A study of newer, bigger versions of three major artificial intelligence (AI) chatbots shows that they are more inclined to generate wrong answers than to admit ignorance. The assessment also found that people aren’t great at spotting the bad answers.
AI models fed AI-generated data quickly spew nonsense
Plenty of attention has been given to the fact that the large language models (LLMs) used to power chatbots sometimes get things wrong or ‘hallucinate’ strange responses to queries. José Hernández-Orallo at the Valencian Research Institute for Artificial Intelligence in Spain and his colleagues analysed such errors to see how they are changing as the models are getting bigger — making use of more training data, involving more parameters or decision-making nodes and gobbling up more computing power. They also tracked whether the likelihood of errors matches up to human perceptions of question difficulty, and how well people can identify the wrong answers. The study1 was published in Nature on 25 September.
The team found that bigger, more-refined versions of LLMs are, as expected, more accurate, thanks in large part to having been shaped with fine-tuning methods such as reinforcement learning from human feedback. That is good news. But they are less reliable: among all the non-accurate responses, the fraction of wrong answers has increased, the team reports, because the models are less likely to avoid answering a question — for example, by saying they don’t know, or by changing the subject.
“They are answering almost everything these days. And that means more correct, but also more incorrect” answers, says Hernández-Orallo. In other words, the chatbots’ tendency to offer opinions beyond their own knowledge has increased. “That looks to me like what we would call bullshitting,” says Mike Hicks, a philosopher of science and technology at the University of Glasgow, UK, who proposes the term bullshit to describe the phenomenon2. “It’s getting better at pretending to be knowledgeable.”
The result is that everyday users are likely to overestimate the abilities of chatbots and that’s dangerous, says Hernández-Orallo.
Incorrect and avoidant
The team looked at three LLM families: OpenAI’s GPT, Meta’s LLaMA and BLOOM, an open-source model created by the academic group BigScience. For each, they looked at early, raw versions of models and later, refined versions.

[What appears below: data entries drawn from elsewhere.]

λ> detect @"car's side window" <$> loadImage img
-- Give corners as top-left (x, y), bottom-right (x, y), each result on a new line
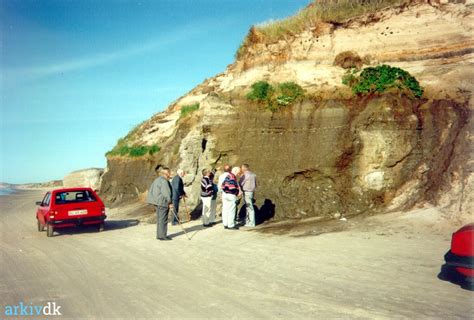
top-left (41, 192), bottom-right (51, 207)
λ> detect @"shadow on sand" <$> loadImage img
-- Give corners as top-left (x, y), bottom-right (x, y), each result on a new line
top-left (54, 219), bottom-right (139, 235)
top-left (438, 251), bottom-right (474, 291)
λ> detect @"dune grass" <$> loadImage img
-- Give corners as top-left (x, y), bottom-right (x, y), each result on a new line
top-left (236, 0), bottom-right (416, 58)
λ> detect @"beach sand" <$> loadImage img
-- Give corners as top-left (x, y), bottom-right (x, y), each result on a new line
top-left (0, 190), bottom-right (474, 319)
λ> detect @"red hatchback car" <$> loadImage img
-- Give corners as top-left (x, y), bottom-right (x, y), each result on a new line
top-left (444, 223), bottom-right (474, 286)
top-left (36, 188), bottom-right (107, 237)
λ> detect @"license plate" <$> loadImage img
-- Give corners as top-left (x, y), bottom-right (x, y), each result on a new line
top-left (67, 210), bottom-right (87, 216)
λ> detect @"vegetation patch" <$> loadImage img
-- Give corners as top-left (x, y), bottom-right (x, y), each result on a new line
top-left (342, 64), bottom-right (423, 98)
top-left (106, 142), bottom-right (160, 158)
top-left (247, 81), bottom-right (305, 112)
top-left (236, 0), bottom-right (413, 59)
top-left (180, 103), bottom-right (199, 118)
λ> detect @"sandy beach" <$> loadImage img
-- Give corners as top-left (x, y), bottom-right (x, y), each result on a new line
top-left (0, 190), bottom-right (474, 319)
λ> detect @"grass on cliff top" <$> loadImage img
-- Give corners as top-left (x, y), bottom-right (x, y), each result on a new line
top-left (106, 142), bottom-right (161, 158)
top-left (236, 0), bottom-right (416, 59)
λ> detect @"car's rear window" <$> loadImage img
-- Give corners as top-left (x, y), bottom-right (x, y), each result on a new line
top-left (55, 190), bottom-right (97, 204)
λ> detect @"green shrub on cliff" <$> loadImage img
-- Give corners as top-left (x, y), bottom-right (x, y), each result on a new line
top-left (247, 81), bottom-right (275, 102)
top-left (106, 139), bottom-right (160, 158)
top-left (180, 103), bottom-right (199, 118)
top-left (342, 64), bottom-right (423, 98)
top-left (247, 81), bottom-right (304, 112)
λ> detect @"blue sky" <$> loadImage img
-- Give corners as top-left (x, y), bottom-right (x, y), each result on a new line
top-left (0, 0), bottom-right (309, 183)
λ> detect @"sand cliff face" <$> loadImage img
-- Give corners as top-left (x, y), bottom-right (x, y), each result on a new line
top-left (101, 1), bottom-right (474, 220)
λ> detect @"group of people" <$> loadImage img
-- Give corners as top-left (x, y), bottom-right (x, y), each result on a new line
top-left (147, 164), bottom-right (257, 241)
top-left (201, 164), bottom-right (257, 230)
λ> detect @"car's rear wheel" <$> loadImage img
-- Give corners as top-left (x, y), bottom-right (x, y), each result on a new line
top-left (36, 219), bottom-right (44, 232)
top-left (46, 224), bottom-right (54, 237)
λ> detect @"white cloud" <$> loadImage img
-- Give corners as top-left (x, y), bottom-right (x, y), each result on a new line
top-left (2, 25), bottom-right (204, 82)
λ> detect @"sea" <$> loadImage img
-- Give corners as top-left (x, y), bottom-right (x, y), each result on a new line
top-left (0, 188), bottom-right (16, 196)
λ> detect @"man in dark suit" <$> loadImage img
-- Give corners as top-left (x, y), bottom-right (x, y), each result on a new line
top-left (171, 169), bottom-right (186, 225)
top-left (147, 167), bottom-right (173, 240)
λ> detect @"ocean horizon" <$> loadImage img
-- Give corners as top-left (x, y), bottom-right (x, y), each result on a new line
top-left (0, 188), bottom-right (16, 196)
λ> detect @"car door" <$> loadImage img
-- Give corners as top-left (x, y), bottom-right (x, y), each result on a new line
top-left (37, 192), bottom-right (51, 225)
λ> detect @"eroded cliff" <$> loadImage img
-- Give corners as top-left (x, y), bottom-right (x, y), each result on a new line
top-left (101, 1), bottom-right (474, 220)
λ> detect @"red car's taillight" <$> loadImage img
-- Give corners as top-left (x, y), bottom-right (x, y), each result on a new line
top-left (451, 228), bottom-right (474, 257)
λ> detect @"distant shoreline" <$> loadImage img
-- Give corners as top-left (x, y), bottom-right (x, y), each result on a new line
top-left (0, 187), bottom-right (18, 196)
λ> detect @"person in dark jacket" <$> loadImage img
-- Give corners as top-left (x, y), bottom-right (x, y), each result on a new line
top-left (221, 167), bottom-right (241, 230)
top-left (201, 169), bottom-right (215, 227)
top-left (147, 167), bottom-right (173, 241)
top-left (171, 169), bottom-right (186, 225)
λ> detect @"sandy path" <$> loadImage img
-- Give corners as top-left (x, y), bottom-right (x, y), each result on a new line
top-left (0, 191), bottom-right (474, 319)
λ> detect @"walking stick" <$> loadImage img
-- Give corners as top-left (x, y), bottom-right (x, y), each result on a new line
top-left (183, 197), bottom-right (191, 221)
top-left (172, 207), bottom-right (191, 240)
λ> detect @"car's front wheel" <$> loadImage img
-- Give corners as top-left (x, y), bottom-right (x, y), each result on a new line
top-left (36, 219), bottom-right (44, 232)
top-left (46, 224), bottom-right (54, 237)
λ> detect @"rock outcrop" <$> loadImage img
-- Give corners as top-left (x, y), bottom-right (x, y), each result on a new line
top-left (63, 168), bottom-right (104, 190)
top-left (101, 1), bottom-right (474, 221)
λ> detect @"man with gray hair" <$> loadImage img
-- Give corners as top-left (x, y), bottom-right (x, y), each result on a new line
top-left (239, 163), bottom-right (257, 227)
top-left (147, 167), bottom-right (173, 241)
top-left (221, 167), bottom-right (241, 230)
top-left (171, 169), bottom-right (186, 225)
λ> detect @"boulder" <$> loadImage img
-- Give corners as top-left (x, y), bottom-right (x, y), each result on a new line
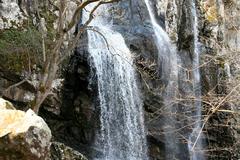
top-left (0, 99), bottom-right (51, 160)
top-left (0, 98), bottom-right (15, 110)
top-left (51, 142), bottom-right (87, 160)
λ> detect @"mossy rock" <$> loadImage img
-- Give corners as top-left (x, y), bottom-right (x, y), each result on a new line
top-left (0, 27), bottom-right (42, 73)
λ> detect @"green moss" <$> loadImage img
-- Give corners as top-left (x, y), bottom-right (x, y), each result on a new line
top-left (0, 27), bottom-right (42, 73)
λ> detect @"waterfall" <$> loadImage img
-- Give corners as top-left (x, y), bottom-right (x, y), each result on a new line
top-left (188, 0), bottom-right (205, 160)
top-left (83, 5), bottom-right (148, 160)
top-left (145, 0), bottom-right (181, 159)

They tested the models on thousands of prompts that included questions on arithmetic, anagrams, geography and science, as well as prompts that tested the bots’ ability to transform information, such as putting a list in alphabetical order. They also ranked the human-perceived difficulty of the questions — for example, a question about Toronto, Canada, was ranked as easier than a question about the lesser-known and smaller town of Akil, Mexico.
AI models fed AI-generated data quickly spew nonsense
As expected, the accuracy of the answers increased as the refined models became larger and decreased as the questions got harder. And although it might be prudent for models to avoid answering very difficult questions, the researchers found no strong trend in this direction. Instead, some models, such as GPT-4, answered almost everything. The fraction of wrong answers among those that were either incorrect or avoided rose as the models got bigger, and reached more than 60%, for several refined models.
The team also found that all the models would occasionally get even easy questions wrong, meaning there is no ‘safe operating region’ in which a user can have high confidence in the answers.
The team then asked people to rank the answers as correct, incorrect or avoidant. People incorrectly classified inaccurate answers as being accurate surprisingly often — roughly between 10% and 40% of the time — across easy and difficult questions. “Humans are not able to supervise these models,” says Hernández-Orallo.
Safe space
Hernández-Orallo thinks that developers should boost AI performance on easy questions, and encourage chatbots to decline to answer hard questions, so that people are able to better gauge the situations in which AIs are likely to be reliable. “We need humans to understand: ‘I can use it in this area, and I shouldn’t use it in that area’,” he says.
Three ways ChatGPT helps me in my academic writing
Making chatbots more inclined to answer tricky questions looks impressive and does well on leaderboards that rank performance, says Hernández-Orallo, but isn’t always helpful. “I’m still very surprised that recent versions of some of these models, including o1 from OpenAI, you can ask them to multiply two very long numbers, and you get an answer, and the answer is incorrect,” he says. That should be fixable, he adds. “You can put a threshold, and when the question is challenging, [get the chatbot to] say, ‘no, I don’t know’.”
“There are some models which will say ‘I don’t know’, or ‘I have insufficient information to answer your question’,” says Vipula Rawte, a computer scientist at the University of South Carolina in Columbia. All AI companies are working hard to reduce hallucinations, and chatbots developed for specific purposes, such as medical use, are sometimes refined even further to prevent them from going beyond their knowledge base. But, she adds, for companies trying to sell all-purpose chatbots, “that is not something you typically want to give to your customers”.